Along the way we talk of the reality TV show “Alone” where the contestants get to choose ten items to help them survive for weeks in the wild with the likes of grizzlies as neighbors.
As we walk, I think of all the things I carry that I could not imagine surviving without —freeze dried food and BoBo bars, stove and fuel, lighter and headlamp, tent, sleeping bag and pad. A change of clothes and extra socks. Rain coat and pants. First Aid kit and emergency poncho. Bandaids and bear bag. Knife and spork…
As we talk of survival in the woods, we walk by the remnants of the Brown Mountain community. Stone walls wind along the stream, two tall chimneys in the woods. A community of formerly enslaved persons, they stayed on here after the Civil War and made home along this stream bed raising their families, supporting one another. Raised hogs, grew corn.
Sold their land in 1920 to the Forestry Service. Were they forced off the land? What horrors of Jim Crow did they bear? Who was lynched? Were they part of the Great Migration to the promised dream of the North?

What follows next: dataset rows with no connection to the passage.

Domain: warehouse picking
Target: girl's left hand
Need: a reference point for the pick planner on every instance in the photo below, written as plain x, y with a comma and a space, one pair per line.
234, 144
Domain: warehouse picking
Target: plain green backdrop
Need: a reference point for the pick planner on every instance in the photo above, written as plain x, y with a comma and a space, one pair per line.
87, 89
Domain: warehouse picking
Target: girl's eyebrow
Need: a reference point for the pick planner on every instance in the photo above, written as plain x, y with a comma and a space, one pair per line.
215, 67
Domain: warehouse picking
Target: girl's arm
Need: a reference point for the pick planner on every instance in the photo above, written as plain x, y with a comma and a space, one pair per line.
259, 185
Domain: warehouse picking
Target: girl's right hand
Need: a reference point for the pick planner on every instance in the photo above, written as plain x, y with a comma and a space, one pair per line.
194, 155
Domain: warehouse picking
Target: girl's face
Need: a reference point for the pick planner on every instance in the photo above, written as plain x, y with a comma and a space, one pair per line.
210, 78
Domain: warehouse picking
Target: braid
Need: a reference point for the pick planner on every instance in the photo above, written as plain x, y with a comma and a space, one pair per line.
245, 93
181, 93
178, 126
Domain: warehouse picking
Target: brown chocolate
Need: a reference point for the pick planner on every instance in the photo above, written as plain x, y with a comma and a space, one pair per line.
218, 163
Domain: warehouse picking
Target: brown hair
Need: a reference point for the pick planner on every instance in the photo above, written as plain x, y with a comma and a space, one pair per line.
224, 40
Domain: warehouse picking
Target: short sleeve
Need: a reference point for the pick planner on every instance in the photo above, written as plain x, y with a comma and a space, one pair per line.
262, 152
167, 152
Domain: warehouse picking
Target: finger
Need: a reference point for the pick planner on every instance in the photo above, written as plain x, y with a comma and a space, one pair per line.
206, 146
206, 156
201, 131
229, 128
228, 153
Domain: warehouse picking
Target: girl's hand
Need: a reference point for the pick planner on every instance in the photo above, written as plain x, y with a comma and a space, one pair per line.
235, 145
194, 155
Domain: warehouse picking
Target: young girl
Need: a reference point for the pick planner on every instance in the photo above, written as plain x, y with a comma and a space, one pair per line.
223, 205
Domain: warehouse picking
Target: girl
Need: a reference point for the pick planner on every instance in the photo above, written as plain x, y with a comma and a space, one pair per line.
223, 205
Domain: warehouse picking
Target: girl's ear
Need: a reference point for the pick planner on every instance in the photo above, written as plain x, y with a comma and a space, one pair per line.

As we walk, shifting our packs, weary after ten miles, our first day on the trail, think on their weariness, the cruelties they endured, all they survived to make home here in this valley.
As I set up my tents for the night, blow up my air mattress, shake out my sleeping bag, think on all they knew and could teach us about true survival. How easy we have it and how we struggle and suffer here in these same woods this night with all these tools they never could have imagined.
A cliché and so true: We survive alone with difficulty. Together can do and bear what we cannot alone.
That night backpack spewed open with dry bags stuffed with supplies, wondering, what was it I was looking for?